Singapore could become the first dengue-free country in the tropics, according to Alphabet’s life sciences unit Verily — if the government decides to use its technology across the city state to tackle the mosquito-borne disease.

Dengue claims 300mn victims each year, with 90mn serious cases and tens of thousands of deaths, the majority being children. In Singapore, cases have surged this year, with the average weekly number as of early December being 20 per cent higher than normal, according to the National Environment Agency.

But in some residential neighbourhoods where the NEA and Verily have run field trials, it is a different story. Verily’s tech fights dengue-carrying Aedes aegypti mosquitoes with the release of other facility-bred WolbachiaAedes mosquitoes. The NEA has reported up to 98 per cent suppression of the Aedes aegypti population and an 88 per cent reduction in dengue cases after at least one year of releases under Project Wolbachia, which Verily joined in 2018.

“We could make Singapore the first dengue-free country in the tropics,” said Linus Upson, who leads Verily’s Debug Project out of California and previously worked at Google. “We are making sure our [island-wide] proposal is scientifically and economically sound . . . and will make a proposal to [the Singapore government] in the next couple of months.”

Projects to sterilise insects have been around for decades and Verily has trialled the technology elsewhere, such as in California, but high density Singapore is seen as a particularly ambitious opportunity to test a whole country.

Companies, including resorts and hotels in hot, tropical locations could eventually be customers of the tech — though concerns remain about environmental impact, with the insects being pollinators that affect plant growth. There are also doubts over whether poorer governments in south-east Asia could afford to replicate wealthy Singapore’s project.

Aedes aegypti is the primary vector that drives dengue transmission in Singapore and can also carry the yellow fever, chikungunya and Zika viruses.

The key to eradicating it is using Wolbachia — common bacteria that occur naturally in 50 per cent of insect species — for suppression. Verily’s highly automated facility in Singapore and team of scientists, engineers and specialists rear mosquitoes, sort them according to sex and then release males to mate with wild females. Verily’s males have Wolbachia, while wild Aedes aegypti females do not, making them incompatible. The females lay eggs, but they never hatch.

Day-old mosquito larvae ready to be dosed in Debug’s incubator at its Singapore manufacturing facility
Day-old mosquito larvae ready to be dosed in Debug’s incubator at its Singapore manufacturing facility © Verily Life Sciences.

“The concept is quite interesting because they are adding to the overall number of mosquitoes to bring the population down. It has worked here and other places though we need to work out if the overall benefit is worth the environmental impact and the cost,” said one science professor based in the city state, asking to speak anonymously because it is a government project.
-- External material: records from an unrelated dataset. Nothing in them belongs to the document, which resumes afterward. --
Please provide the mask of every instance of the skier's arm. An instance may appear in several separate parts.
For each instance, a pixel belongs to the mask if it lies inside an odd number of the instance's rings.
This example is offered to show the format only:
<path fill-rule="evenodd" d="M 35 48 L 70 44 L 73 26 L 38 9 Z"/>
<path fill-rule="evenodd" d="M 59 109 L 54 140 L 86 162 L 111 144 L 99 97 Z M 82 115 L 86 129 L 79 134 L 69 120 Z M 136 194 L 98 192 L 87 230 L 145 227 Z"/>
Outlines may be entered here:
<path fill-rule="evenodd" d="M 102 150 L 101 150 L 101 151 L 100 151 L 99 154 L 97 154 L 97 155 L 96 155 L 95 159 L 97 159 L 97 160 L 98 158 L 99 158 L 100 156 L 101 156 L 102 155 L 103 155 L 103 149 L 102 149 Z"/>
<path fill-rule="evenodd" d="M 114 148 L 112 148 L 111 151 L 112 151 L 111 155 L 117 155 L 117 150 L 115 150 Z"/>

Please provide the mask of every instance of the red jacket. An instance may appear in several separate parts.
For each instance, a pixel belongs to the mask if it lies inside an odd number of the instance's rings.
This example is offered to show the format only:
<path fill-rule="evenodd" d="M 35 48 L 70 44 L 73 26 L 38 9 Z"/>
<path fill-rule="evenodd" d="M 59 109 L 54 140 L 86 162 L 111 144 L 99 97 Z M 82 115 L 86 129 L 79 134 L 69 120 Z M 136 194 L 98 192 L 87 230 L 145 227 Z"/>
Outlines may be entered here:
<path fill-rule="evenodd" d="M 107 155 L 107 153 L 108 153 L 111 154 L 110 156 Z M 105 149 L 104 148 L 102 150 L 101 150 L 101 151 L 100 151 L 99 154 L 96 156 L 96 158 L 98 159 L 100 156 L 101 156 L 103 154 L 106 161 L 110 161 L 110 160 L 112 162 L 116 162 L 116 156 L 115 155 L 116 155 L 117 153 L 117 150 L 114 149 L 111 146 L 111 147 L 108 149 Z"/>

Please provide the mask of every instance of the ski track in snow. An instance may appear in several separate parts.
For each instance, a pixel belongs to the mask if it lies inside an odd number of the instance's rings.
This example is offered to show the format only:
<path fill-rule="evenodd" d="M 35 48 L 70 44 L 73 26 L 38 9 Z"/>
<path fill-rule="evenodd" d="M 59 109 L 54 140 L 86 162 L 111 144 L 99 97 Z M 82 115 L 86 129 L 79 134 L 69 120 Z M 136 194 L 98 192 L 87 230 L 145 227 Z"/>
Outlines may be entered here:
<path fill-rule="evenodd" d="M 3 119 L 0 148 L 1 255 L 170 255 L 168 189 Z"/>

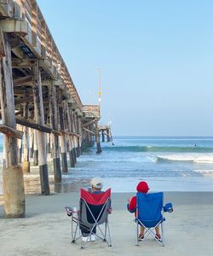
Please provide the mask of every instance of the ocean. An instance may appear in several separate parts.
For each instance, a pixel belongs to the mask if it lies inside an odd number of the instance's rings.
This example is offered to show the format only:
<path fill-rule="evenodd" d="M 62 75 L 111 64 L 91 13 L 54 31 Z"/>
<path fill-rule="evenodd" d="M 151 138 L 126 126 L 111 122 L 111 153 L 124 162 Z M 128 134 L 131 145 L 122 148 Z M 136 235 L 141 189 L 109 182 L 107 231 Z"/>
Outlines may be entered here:
<path fill-rule="evenodd" d="M 100 177 L 113 192 L 135 192 L 141 180 L 151 191 L 213 191 L 213 137 L 115 137 L 113 144 L 102 143 L 101 148 L 101 154 L 95 147 L 83 152 L 55 190 L 87 187 Z"/>
<path fill-rule="evenodd" d="M 213 191 L 213 137 L 116 137 L 83 154 L 67 181 L 100 177 L 116 192 Z"/>

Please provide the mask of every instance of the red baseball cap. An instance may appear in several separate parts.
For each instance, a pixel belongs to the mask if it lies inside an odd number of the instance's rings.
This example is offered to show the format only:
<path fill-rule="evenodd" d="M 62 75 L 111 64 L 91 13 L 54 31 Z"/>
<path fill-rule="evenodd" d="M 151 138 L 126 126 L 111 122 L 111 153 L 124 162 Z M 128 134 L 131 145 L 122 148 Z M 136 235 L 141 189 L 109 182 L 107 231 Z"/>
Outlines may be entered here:
<path fill-rule="evenodd" d="M 140 182 L 137 184 L 136 189 L 137 189 L 137 192 L 147 193 L 149 187 L 146 182 Z"/>

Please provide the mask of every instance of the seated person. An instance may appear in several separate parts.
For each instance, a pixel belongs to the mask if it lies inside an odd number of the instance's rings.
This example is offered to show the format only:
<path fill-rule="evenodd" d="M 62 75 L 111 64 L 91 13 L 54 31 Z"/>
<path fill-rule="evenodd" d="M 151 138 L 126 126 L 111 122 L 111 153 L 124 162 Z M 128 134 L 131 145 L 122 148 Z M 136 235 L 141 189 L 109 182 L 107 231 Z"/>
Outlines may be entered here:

Other projects that do not focus on suppression have also had success. The World Mosquito Program, working in 12 countries from Australia to Brazil and Fiji, rears and releases Wolbachia-infected mosquitoes weekly over a period of up to 20 weeks. After one year, the wild population of the target area becomes infected, with the bacteria able to block the replication of viruses including dengue.

“We effectively immunise them,” said Cameron Simmons, the World Mosquito Program’s director of global implementation and director of the Institute of Vector-Borne Diseases at Monash University. There were not more or fewer mosquitoes with the WMP method, he said. It also did not need to be repeated and did not require huge industrial and automated facilities.

WMP’s trial in Yogyakarta in Indonesia showed a 77 per cent reduction in dengue cases and an 86 per cent reduction in dengue hospitalisations in Wolbachia-treated areas compared with untreated areas.

“High-income countries such as Singapore or states in the US can afford the male mosquito method used by Verily. But in cities such as Jakarta, Bangkok or Ho Chi Minh, both the mosquito and human population are much higher, making it more difficult and expensive. [That technology] has not been proven at scale,” Simmons added. “We don’t solve the problem of people being bitten. The mosquitoes are still there, but we solve the health problem.”

Proponents argue that suppression techniques are still cheaper than the public health cost over the long term. Research by the NEA put the economic impact of dengue at between $1bn to $2.2bn between 2010 and 2020.

Upson agreed there was an environmental impact to any interference but said the problem of invasive species of mosquito such as aedes aegypti — which is not native to south-east Asia — had become ever more serious for governments and health systems.

The cost of Verily’s programme in Singapore “would be less than the direct healthcare costs of dengue”, he argued.